Ein großartiges Werk - leider habe ich es erst so spät entdeckt.
heisenberg
03.10.2005 15:36 Uhr
Na, ich weiß nicht. Ich habe irgendwie immer Probleme mit Literaturverfilmungen. Die Gsechichte von Bradbury wirkt irgendwie viel surrealer und bedrohlicher, das Ende ist dort viel traumartiger. Ich finde die filmische Umsetzung nicht so gelungen, zum einen, weil mich der Hauptdarsteller überhaupt nicht mitreißt, zum anderen, weil die Kulissen schon sehr schmerzhaft an schlecht gemachte Sci-Fi-Streifen der 50er erinnert, allein schon die Typen mit den Raketenrucksäcken, sowas muss doch nicht sein. Es wäre ja auch nicht unbedingt nötig gewesen. Anstatt so eine komische Mischung aus 60er-Jahre-Möbeln und unglaubwürdigen Sci-Fi-Utensilien zu kreieren, hätte man ja auch ganz einfach in der Jetztzeit drehen können. Es hätte der eigentlichen Geschichte keinen Abbruch getan.
DonVito
14.09.2004 18:55 Uhr
Fahrenheit 451 ist in genialer Film, der allerdings in seiner Machart nicht mehr dem heutigen Zeitgeist entspricht. Die dargestellte Szenerie passt nicht in das Bild, dass wir von der Zukunft haben, und obwohl es der Gegenwart nahe kommt (bsp. die großen Fernsehbildschirme) ist es auch der sehr fremd, allerdings aus einem anderen Grund:

Die Grundthematik des Films ist nicht, dass der Staat versucht die Bücher zu vernichten, der Staat versucht den Inhalt zu vernichten. Und Bücher standen zur damaligen Zeit für Bildung, Wissen, Aufklärung und Meinungsfreiheit. Heute haben wir, trotzdem Bücher immer noch aktuell und präsent sind, zwei weitaus wichtigere Medien zur Verfügung: 1. Das Fernsehen, das wie im Film leicht zu kontrollieren ist, da es nicht in der Hand der Menschen ist. 2. Das Internet, das unberechenbar ist, gesteuert von allen Menschen dieser Erde, nur stoppbar wenn man jedes Land der Welt besitzt und die Server vernichten kann.
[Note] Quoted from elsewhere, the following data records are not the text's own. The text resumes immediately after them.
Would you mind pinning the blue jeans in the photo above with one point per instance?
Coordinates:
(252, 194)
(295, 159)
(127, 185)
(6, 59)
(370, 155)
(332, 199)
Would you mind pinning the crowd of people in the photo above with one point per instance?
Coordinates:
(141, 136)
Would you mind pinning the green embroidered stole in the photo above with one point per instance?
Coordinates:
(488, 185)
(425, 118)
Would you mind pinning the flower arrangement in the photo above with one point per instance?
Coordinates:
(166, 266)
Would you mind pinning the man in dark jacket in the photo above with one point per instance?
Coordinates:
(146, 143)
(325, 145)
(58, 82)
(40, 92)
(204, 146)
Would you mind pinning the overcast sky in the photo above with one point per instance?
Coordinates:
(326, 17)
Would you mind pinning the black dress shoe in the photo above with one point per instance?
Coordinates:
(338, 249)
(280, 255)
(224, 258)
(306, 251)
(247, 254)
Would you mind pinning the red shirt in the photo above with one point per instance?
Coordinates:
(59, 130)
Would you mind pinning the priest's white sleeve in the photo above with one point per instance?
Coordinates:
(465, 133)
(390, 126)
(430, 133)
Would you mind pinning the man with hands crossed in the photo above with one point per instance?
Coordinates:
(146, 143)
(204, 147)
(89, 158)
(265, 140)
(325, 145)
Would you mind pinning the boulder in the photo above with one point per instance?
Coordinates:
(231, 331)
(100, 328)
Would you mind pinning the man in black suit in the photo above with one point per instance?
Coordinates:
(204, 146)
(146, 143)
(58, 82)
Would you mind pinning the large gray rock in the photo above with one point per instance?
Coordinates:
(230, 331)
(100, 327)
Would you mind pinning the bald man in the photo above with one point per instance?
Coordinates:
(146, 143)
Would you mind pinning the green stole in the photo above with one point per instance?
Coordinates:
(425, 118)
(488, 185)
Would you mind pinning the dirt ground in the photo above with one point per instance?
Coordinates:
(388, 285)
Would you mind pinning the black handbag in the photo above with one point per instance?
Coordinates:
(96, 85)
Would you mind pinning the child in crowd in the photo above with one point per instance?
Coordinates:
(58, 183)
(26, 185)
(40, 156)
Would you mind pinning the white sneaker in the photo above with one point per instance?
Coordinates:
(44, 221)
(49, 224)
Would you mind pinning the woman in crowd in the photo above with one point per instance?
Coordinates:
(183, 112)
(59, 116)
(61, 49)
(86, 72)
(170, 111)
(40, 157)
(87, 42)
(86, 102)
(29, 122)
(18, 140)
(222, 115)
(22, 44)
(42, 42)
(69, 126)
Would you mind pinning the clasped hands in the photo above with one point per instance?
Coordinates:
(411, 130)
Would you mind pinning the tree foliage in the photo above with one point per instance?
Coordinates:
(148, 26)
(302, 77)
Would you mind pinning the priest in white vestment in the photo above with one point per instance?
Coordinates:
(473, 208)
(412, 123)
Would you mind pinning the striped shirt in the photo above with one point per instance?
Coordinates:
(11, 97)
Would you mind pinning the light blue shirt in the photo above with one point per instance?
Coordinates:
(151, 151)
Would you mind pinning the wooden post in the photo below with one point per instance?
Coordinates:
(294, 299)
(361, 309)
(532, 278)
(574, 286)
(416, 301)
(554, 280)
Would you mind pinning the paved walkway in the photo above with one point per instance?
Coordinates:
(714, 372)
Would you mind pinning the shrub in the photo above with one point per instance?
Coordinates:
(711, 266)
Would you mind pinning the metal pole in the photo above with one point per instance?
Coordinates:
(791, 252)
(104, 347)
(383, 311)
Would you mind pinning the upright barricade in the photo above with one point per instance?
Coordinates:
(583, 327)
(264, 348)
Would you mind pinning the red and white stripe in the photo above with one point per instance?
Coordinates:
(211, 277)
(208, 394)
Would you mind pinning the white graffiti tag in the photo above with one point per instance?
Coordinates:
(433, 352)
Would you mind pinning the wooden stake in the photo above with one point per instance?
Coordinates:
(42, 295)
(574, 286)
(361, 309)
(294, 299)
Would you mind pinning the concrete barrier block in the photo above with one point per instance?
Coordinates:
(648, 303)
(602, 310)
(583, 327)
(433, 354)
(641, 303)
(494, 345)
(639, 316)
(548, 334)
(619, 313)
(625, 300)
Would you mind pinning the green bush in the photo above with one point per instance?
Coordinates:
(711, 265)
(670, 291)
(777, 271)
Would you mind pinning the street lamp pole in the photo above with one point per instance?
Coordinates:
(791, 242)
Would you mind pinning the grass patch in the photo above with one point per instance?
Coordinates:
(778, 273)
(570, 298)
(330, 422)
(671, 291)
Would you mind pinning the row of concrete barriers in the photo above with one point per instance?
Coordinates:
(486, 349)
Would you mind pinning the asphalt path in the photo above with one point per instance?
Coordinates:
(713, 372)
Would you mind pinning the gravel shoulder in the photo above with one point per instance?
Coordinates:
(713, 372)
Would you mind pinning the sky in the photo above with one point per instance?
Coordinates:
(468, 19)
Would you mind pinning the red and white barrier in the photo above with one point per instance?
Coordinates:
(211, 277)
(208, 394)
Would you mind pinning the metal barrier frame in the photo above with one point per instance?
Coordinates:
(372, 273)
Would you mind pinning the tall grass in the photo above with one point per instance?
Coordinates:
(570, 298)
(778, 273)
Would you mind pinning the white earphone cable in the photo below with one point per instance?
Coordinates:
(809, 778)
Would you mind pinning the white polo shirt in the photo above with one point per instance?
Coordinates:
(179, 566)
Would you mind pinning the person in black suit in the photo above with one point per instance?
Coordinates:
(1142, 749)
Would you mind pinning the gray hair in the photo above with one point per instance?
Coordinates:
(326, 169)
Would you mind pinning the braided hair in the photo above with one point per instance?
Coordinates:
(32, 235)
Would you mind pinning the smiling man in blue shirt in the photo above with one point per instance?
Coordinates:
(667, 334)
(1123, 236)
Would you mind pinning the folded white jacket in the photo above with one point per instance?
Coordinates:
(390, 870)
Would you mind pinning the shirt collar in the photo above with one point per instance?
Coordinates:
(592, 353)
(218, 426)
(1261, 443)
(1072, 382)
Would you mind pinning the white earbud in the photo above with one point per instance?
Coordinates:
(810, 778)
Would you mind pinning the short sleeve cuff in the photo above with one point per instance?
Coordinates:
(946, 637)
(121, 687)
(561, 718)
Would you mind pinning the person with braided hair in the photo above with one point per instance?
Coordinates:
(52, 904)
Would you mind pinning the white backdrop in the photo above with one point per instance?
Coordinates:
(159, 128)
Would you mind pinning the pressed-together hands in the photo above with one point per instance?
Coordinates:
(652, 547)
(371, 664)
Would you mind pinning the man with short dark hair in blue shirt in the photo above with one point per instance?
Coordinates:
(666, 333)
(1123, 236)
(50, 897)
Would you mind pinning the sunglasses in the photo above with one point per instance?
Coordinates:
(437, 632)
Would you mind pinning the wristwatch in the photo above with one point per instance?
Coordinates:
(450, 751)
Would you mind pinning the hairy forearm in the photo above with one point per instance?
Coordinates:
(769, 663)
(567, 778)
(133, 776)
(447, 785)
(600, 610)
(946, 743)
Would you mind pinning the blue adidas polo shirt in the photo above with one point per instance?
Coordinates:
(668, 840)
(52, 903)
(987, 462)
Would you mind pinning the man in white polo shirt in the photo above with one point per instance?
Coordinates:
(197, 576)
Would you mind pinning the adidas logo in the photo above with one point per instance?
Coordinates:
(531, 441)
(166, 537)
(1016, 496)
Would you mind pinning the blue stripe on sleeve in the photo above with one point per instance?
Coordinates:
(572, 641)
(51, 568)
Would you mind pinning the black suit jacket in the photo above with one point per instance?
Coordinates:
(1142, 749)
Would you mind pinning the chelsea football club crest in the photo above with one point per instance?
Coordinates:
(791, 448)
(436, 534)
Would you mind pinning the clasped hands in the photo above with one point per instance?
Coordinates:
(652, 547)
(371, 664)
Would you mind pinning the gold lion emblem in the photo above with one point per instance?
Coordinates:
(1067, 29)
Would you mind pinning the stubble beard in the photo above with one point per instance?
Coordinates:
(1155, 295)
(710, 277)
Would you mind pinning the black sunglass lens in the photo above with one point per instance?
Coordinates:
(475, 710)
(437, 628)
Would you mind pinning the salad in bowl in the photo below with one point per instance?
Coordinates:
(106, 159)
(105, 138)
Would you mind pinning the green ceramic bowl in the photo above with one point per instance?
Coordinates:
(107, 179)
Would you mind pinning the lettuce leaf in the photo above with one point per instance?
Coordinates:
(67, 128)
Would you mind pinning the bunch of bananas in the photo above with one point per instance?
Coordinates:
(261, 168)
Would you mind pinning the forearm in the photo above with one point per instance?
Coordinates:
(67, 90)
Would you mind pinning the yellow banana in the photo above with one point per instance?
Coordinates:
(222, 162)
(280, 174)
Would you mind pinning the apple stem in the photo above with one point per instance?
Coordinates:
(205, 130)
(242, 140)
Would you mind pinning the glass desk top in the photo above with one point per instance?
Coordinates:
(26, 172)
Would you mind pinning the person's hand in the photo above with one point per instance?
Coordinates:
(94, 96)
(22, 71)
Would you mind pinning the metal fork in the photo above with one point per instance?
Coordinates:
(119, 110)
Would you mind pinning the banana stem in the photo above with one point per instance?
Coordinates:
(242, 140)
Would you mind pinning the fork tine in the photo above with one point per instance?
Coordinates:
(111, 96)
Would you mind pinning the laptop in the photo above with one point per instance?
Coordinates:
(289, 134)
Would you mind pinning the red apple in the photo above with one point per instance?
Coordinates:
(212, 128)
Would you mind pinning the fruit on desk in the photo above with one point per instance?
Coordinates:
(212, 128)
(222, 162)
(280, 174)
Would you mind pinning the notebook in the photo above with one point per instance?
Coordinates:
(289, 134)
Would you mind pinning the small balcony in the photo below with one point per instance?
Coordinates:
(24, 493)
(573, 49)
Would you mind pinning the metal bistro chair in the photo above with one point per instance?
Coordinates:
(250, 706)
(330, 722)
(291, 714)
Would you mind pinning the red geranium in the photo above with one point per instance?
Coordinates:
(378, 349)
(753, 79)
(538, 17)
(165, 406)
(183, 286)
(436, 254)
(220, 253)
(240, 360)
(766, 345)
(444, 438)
Dementsprechend müsste ein Remake sich weniger mit den Büchern beschäftigen, als mit den neuen Medien der Information. Denn eine Diktatur kann über längeren Zeitraum nur kontrolliert werden, wenn das Volk in Unwissenheit gehalten wird. Überhaupt ist die Staatsform des Films sehr wage gehalten, da sich die Führung nicht wie bei Diktaturen in den Vordergrund stellt, sondern scheinbar aus dem Hintergrund agiert. Trotzdem gleicht die Grundaussage der des Stalinismus: "Alle MÜSSEN gleich sein."

Wie man sieht, ein Film der beschäftigt, alles in allem ist das 8 Punkte wert, da er einfach nicht mehr aktuell wirkt, bezogen auf die Vergangenheit (Hitler- Deutschland, Bücherverbrennungen) macht er da eher Sinn.